When I work with TinyMCE (3.2.1.1) in rich-text-mode and enter a   with the character map, the space is shown, but there is only a simple space when I hit TinyMCE's code button and look at the HTML.

A side-issue: When I try to add two non-breaking-spaces next to each other, I have to insert three in order to see two spaces, but when I look at the code, there is only one simple space left.

When I try the same with the "Full feature example" on the Moxiecode site, I can see the non-breaking-space-entities in the source code.

That leads me to believe that the problem lies with the Drupal implementation of TinyMCE.

I was able to reproduce this on several installations (even under Drupal 5.12 with the old 5.x-1.9 module and TinyMCE 2.1.3 - except for the side-issue).

Support from Acquia helps fund testing for Drupal Acquia logo

Comments

spade’s picture

I got a hint to check the entity_encoding and found out it was set to 'raw'. This setting is explained here. Thanks to Pete.

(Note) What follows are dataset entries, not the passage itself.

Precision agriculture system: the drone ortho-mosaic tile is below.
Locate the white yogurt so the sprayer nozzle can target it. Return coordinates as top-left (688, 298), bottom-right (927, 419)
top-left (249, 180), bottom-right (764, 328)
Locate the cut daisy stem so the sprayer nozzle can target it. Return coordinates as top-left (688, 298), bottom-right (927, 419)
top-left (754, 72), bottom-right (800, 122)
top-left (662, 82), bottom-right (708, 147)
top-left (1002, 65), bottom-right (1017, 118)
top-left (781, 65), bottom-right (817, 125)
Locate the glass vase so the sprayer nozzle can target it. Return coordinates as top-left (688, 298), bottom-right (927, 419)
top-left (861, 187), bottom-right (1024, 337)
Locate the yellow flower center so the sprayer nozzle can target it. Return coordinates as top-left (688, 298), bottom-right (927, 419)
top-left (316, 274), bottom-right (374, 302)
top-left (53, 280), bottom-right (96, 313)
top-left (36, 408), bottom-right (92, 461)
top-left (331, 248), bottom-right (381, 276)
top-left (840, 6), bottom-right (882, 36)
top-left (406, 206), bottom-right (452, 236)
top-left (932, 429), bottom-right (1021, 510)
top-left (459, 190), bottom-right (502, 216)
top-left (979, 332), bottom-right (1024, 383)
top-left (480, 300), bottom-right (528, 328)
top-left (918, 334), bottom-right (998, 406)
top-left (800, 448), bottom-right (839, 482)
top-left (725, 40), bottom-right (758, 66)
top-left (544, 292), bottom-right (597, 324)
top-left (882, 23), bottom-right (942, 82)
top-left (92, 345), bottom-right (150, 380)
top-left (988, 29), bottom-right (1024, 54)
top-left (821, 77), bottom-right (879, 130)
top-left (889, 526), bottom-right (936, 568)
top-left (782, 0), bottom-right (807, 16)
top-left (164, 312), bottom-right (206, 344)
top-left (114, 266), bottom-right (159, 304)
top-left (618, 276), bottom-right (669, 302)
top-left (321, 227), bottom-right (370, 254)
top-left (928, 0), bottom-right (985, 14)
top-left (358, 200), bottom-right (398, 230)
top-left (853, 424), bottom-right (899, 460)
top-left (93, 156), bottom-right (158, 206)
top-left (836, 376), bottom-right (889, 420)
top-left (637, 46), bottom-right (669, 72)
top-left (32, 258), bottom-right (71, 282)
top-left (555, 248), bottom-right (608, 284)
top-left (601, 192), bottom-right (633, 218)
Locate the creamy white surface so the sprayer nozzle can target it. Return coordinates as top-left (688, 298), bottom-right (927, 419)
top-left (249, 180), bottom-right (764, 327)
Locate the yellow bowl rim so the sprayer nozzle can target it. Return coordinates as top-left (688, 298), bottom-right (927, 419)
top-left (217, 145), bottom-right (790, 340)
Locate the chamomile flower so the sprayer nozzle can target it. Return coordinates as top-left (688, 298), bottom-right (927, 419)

Changing line 112 in sites/all/modules/wysiwyg/editors/tinymce.inc to 'entity_encoding' => 'named', solved the missing non-breaking-space-entity issue, but the question remains: shouldn't this be the default setting?

The above stated side-issue remains as well: to get one space to show, I enter one space through the character-map popup. To get two spaces I have to enter three and to get three I have to enter five. The HTML source shows one   after I entered one non-breaking-space, it shows     after three non-breaking-spaces and       after five.

sun’s picture

Status: Active » Needs review
FileSize
649 bytes

"named" is TinyMCE's default value, so we can just remove the entire setting.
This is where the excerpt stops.